There’s a blindside hit coming at Mississippi’s economy next month. It will be in the form of high utility bills brought about by unexpected cold weather, now known as the “Arctic Blast.” Instead of spending money on spring fashions, spring travel, and consumer goods in general, Mississippians, like every other American hit by cold weather, will be spending a significant amount of their money on utility bills instead of consumer goods and services.
Let’s do the math. There are 1,046,434 households in Mississippi, according to the latest numbers from the Census Bureau. If the average household has a $200 increase in its utility bill next month there will be $209,286,800 not spent on other things. If those other things are subject to the state sales tax, unlike electricity and residential fuels, then the state will collect $12,557,208 less, and municipalities will receive $2,092,860 less.
Add to that, average gasoline prices in Mississippi are at $2.60 per gallon today.

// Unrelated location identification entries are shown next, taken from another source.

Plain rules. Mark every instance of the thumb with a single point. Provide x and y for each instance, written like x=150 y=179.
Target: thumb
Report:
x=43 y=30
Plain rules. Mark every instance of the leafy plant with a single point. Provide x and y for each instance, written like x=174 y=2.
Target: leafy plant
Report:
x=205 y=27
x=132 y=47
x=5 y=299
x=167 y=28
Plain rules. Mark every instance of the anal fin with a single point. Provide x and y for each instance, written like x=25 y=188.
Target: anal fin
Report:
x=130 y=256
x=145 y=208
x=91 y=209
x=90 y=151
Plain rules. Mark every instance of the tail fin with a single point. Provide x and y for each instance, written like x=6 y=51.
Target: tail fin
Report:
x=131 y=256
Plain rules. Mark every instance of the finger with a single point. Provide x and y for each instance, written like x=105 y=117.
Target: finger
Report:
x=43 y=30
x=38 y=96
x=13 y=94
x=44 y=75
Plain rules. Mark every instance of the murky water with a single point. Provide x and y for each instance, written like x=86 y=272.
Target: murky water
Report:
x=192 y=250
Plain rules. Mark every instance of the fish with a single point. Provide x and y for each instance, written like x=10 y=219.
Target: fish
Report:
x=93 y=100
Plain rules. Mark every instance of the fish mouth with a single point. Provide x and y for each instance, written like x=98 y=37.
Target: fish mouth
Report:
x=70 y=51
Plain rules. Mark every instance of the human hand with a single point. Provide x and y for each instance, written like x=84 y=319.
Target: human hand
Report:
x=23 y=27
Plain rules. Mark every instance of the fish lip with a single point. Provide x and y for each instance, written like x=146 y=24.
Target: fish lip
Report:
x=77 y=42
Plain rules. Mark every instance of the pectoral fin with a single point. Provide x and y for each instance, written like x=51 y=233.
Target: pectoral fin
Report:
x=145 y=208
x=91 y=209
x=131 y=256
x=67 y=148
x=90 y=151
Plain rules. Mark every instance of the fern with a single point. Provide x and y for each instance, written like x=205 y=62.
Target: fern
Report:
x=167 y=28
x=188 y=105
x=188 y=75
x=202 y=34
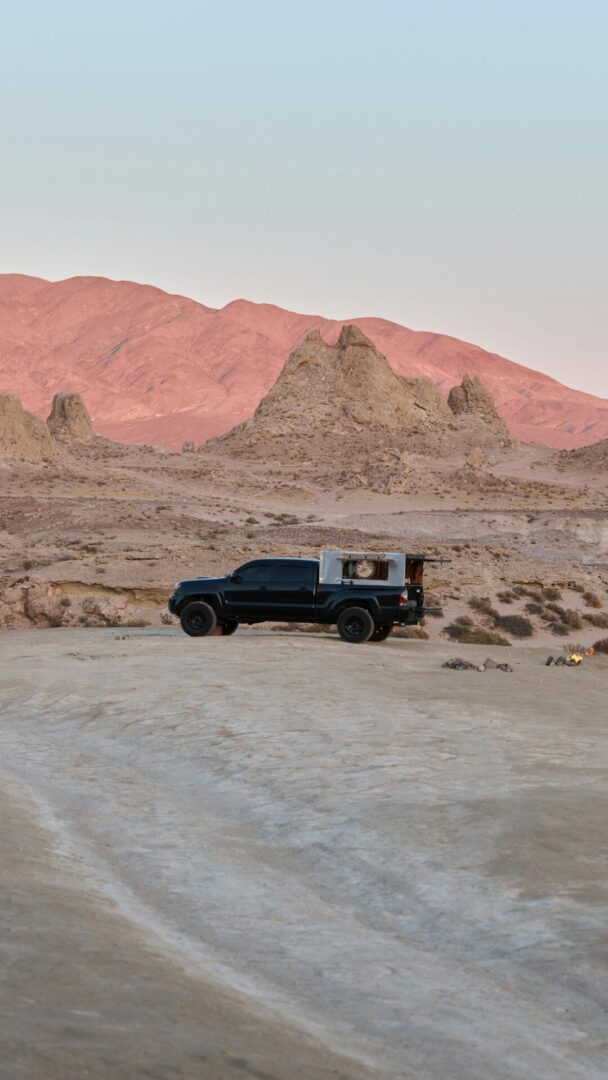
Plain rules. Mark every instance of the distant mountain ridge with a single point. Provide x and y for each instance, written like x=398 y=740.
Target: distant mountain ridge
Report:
x=158 y=367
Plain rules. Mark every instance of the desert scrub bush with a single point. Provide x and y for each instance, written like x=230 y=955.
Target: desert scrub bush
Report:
x=515 y=624
x=599 y=619
x=571 y=619
x=474 y=635
x=551 y=593
x=505 y=595
x=532 y=608
x=483 y=606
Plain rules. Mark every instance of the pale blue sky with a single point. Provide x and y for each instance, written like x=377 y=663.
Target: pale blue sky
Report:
x=444 y=164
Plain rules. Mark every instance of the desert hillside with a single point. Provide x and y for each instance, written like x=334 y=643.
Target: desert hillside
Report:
x=156 y=367
x=341 y=451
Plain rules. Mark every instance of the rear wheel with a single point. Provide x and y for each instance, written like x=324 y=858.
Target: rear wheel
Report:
x=355 y=625
x=198 y=619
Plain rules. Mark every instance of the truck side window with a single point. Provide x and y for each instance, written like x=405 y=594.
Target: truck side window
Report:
x=293 y=575
x=256 y=575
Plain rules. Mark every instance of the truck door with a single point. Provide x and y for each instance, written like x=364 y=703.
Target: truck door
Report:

Since June 1, 2009, those average prices have been as low as $2.31 per gallon and as high as $2.60 per gallon, according to the AAA Fuel Guage Report. Although gasoline prices are not expected to rise dramatically in the next 30 days, it should be noted that on February 1, 2009 the average gasoline price in Mississippi was $1.32 per gallon.
As policymakers deal with ways to stimulate the economy it should be remembered that energy costs have a significant and IMMEDIATE effect on the economy at every level.